Toronto (Ontario), le 29 juillet 2009
En présence de madame la juge Mactavish
ENTRE :
et
ET DE L’IMMIGRATION
MOTIFS DU JUGEMENT ET JUGEMENT
[1] Myung Soon Lee sollicite le contrôle judiciaire de la décision défavorable d’une agente d’ERAR. À la conclusion de l’audience, j’ai avisé les parties que la demande de contrôle judiciaire serait accueillie, car j’estimais que la décision faisant l’objet du contrôle a été obtenue d’une manière inéquitable sur le plan de la procédure, et qu’il n’était pas manifeste que le résultat de l’affaire aurait été le même s’il n’y avait pas eu d’entorse à l’équité procédurale. Voici les motifs pour lesquels j’en viens à cette conclusion.
Contexte
[2] Mme Lee est une citoyenne de la République de Corée. L’agente d’ERAR a accepté sa prétention qu’elle avait souffert pendant 20 ans de grave violence physique et psychologique aux mains de son mari, mais a conclu que la Corée du Sud avait mis en place des mécanismes afin de protéger les victimes de violence familiale.
[3] Mme Lee a fourni à l’agente d’ERAR plusieurs séries d’observations détaillées à l’appui de sa demande. Sa trousse d’observations initiales incluait une lettre d’accompagnement, qui dressait une liste des documents inclus dans ladite trousse. L’une de ces pièces jointes était décrite comme étant [traduction] « la trousse des Conditions en Corée du Sud : la violence à l’endroit des femmes ».
[4] La trousse contenait aussi 15 pages d’observations écrites. Le premier paragraphe de ces observations faisait explicitement référence à la preuve documentaire qui avait été fournie concernant la situation des victimes de violence familiale en Corée du Sud. On y retrouve environ 25 mentions additionnelles des informations sur les conditions dans le pays contenues dans les observations.
[5] Aucune des 55 pages d’informations sur les conditions dans le pays qui ont été présentées par Mme Lee à l’appui de sa demande d’ERAR n’était incluse dans le dossier certifié du tribunal. Il est maintenant admis par le défendeur que l’agente d’ERAR n’avait jamais été saisie de cette pièce et qu’il y a eu entorse à l’équité procédurale à ce sujet.
[6] L’avocat du défendeur prétend toutefois que l’information sur les conditions dans le pays présentée par Mme Lee était antérieure à l’information sur laquelle l’agente d’ERAR s’est fondée. Même si les données antérieures avaient été produites devant l’agente, le défendeur affirme qu’il aurait été raisonnable de la part de l’agente d’ERAR d’avoir opté pour l’information la plus récente au sujet de la possibilité pour les victimes de violence familiale de se prévaloir de la protection de l’État. Par conséquent, l’issue de la demande aurait inévitablement été la même, et il n’y aurait rien à gagner à renvoyer l’affaire pour nouvelle décision.
Analyse
[7] Lorsqu’il y a eu entorse à la justice naturelle ou manquement à l’équité procédurale dans le processus décisionnel, une nouvelle audience sera, en temps normal, nécessaire. Cependant, il y a une exception à cette règle.
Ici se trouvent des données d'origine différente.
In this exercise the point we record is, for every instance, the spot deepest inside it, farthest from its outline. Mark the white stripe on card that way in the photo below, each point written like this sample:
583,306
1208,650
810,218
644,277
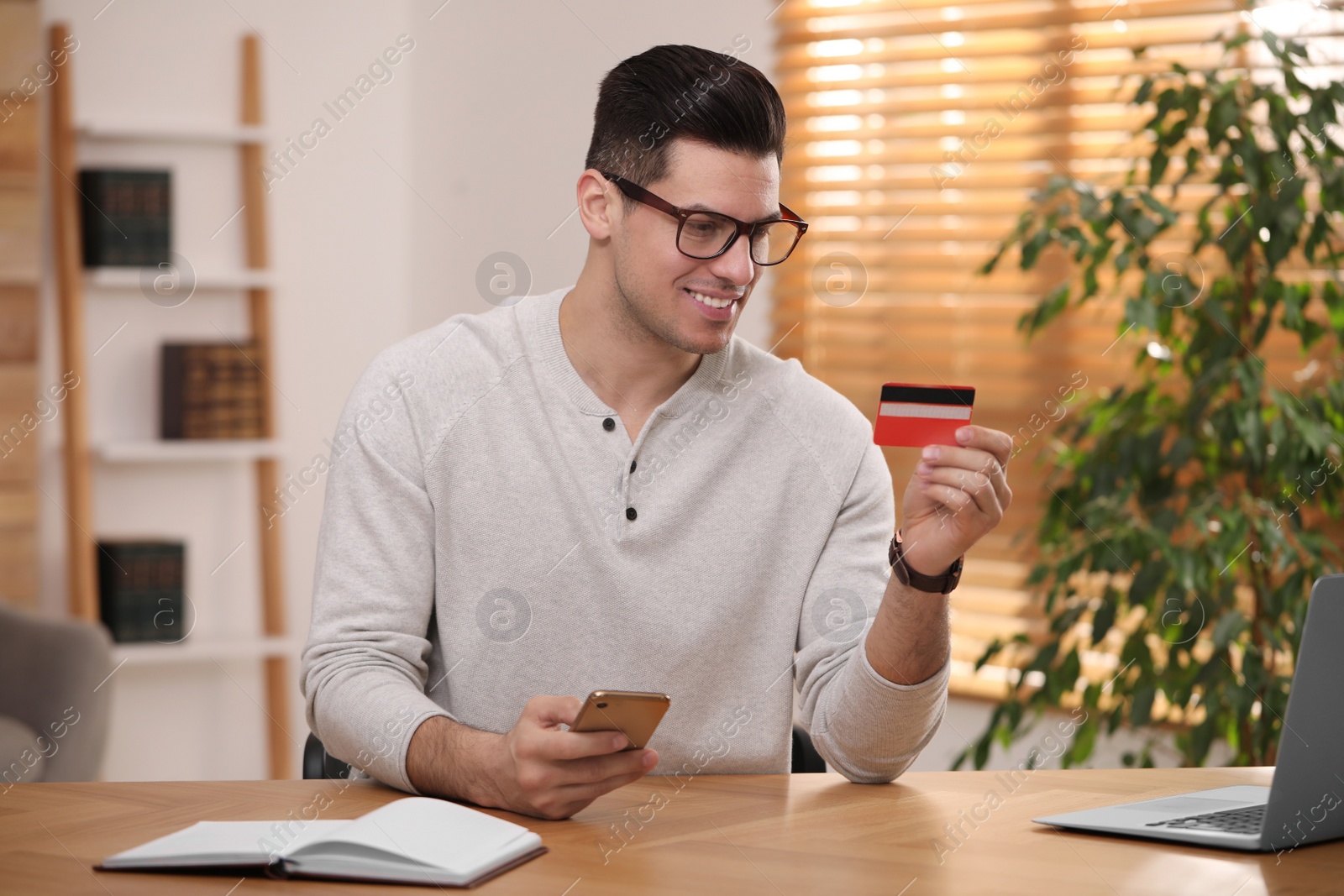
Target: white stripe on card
938,411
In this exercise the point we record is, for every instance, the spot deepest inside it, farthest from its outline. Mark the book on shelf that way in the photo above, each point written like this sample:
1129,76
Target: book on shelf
413,840
212,391
125,217
140,590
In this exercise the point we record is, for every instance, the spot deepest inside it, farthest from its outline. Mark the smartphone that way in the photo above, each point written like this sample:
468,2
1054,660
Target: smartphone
635,714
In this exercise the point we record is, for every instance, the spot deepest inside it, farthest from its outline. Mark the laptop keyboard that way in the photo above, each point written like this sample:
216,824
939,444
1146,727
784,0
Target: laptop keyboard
1231,821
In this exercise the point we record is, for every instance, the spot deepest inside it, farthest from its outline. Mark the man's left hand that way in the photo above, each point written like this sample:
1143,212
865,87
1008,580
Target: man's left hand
956,495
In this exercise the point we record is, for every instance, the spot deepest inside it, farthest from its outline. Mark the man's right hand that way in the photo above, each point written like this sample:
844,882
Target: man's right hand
538,768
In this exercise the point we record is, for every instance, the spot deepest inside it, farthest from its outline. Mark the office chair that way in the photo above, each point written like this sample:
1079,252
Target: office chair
319,763
53,705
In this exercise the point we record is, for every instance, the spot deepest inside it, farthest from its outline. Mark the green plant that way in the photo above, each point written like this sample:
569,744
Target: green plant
1184,520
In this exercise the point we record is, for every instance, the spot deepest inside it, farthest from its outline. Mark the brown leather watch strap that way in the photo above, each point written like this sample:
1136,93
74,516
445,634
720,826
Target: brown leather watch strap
932,584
[8] L’exception, c’est qu’un tribunal peut faire fi de l’entorse à la justice naturelle et à l’équité procédurale [traduction] « lorsque le fondement de la demande est à ce point faible que la cause est de toute façon sans espoir » : voir Mobil Oil Canada Ltd. et al. c. Office Canada—Terre‑Neuve des hydrocarbures extracôtiers, [1994] 1 R.C.S. 202, au paragraphe 53. Voir aussi Yassine c. Canada (Ministre de l’Emploi et de l’Immigration), [1994] A.C.F. no 949 (C.A.F).
[9] Je suis d’accord avec le défendeur que, comme une évaluation des risques tient d’une analyse prospective, l’information la plus récente concernant les conditions dans un pays précis sera, en temps normal, la plus probante. Cependant, je ne puis accepter que l’information manquante en l’espèce n’était pas pertinente quant à la demande de Mme Lee et n’aurait pas pu changer le résultat de sa demande d’ERAR.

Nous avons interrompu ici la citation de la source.